Created 08-25-2016 09:29 PM
Hi people, I've a dataset with the following schema: ID_Employee - INT Employee_Birth - DATE Employee_Salary - DOUBLE Quantity_Products - INT And I want to find if my fields have outliers. I already read that a good practice is to use the Standard Deviation method, but in your opinion what's the best option to identify outliers or missing values? Thanks!
Created 08-25-2016 09:45 PM
First find if your data is normally distributed. If not, what's the distribution? That's what will pretty much determine which test you should be using. If data is not normally distributed, you can convert data to its normal form. So, first know your distribution.

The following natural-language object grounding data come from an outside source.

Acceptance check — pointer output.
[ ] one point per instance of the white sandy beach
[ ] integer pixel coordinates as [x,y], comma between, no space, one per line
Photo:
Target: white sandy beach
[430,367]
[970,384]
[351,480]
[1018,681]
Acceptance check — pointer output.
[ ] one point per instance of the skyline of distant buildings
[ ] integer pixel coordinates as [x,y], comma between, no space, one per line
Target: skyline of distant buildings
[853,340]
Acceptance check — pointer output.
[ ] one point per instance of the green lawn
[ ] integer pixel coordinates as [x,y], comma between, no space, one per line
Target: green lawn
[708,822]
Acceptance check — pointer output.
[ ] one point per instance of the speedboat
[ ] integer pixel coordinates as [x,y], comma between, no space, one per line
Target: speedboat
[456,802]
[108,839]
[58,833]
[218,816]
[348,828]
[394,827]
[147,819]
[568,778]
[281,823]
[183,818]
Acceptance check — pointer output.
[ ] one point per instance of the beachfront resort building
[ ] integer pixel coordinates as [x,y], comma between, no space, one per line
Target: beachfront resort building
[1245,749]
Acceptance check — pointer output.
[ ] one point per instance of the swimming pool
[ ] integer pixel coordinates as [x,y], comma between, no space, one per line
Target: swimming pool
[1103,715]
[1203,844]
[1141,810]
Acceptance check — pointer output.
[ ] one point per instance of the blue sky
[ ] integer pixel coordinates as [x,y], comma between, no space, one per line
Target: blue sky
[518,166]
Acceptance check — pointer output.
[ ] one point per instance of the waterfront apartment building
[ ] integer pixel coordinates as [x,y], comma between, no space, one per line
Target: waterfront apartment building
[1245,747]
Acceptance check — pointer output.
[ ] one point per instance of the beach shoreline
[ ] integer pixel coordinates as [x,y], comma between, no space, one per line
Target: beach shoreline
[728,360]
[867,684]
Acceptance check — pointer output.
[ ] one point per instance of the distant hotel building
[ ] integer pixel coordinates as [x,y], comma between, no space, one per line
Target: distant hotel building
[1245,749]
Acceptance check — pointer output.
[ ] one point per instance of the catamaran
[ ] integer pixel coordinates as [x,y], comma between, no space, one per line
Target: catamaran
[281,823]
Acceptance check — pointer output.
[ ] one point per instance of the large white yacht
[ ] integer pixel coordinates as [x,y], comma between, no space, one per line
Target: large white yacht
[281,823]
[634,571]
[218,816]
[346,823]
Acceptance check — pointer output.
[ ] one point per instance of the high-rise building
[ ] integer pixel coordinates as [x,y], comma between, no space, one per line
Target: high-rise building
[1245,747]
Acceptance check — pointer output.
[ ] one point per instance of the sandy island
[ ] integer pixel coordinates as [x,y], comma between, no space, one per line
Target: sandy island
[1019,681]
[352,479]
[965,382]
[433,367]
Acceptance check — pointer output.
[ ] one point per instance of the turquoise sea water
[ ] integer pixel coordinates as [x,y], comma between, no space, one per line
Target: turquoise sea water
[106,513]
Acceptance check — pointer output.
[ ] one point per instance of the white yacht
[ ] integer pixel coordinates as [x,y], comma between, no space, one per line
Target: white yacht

Are you familiar with Grubb's test? You will have to write your own UDF to do that using Hive.
But why do you want to limit yourself to Hive? You can read Hive data using Spark? Spark MLLib will provide you with several out of the box tools to do just that. Your data can still be read using Hive for all other things that you are doing with it but at the same time you can use Spark on same data. Check this link.
Created 08-25-2016 09:45 PM
First find if your data is normally distributed. If not, what's the distribution? That's what will pretty much determine which test you should be using. If data is not normally distributed, you can convert data to its normal form. So, first know your distribution.
Are you familiar with Grubb's test? You will have to write your own UDF to do that using Hive.
But why do you want to limit yourself to Hive? You can read Hive data using Spark? Spark MLLib will provide you with several out of the box tools to do just that. Your data can still be read using Hive for all other things that you are doing with it but at the same time you can use Spark on same data. Check this link.
Created 08-25-2016 09:51 PM
It's possible to use Hadoop to identify my dataset distribution?
Created 08-25-2016 10:51 PM
That question is little ambiguous. Do you mean if Hadoop provide out of the box tools where you push data and it tells you what distribution you have? The answer is no. But, normally like outside of Hadoop, you will assume a distribution for your data and then verify if data agrees with your assumption. That for sure you can do. Use Spark to do that. Check this link. Or use Python. Check PySpark also. Or even R.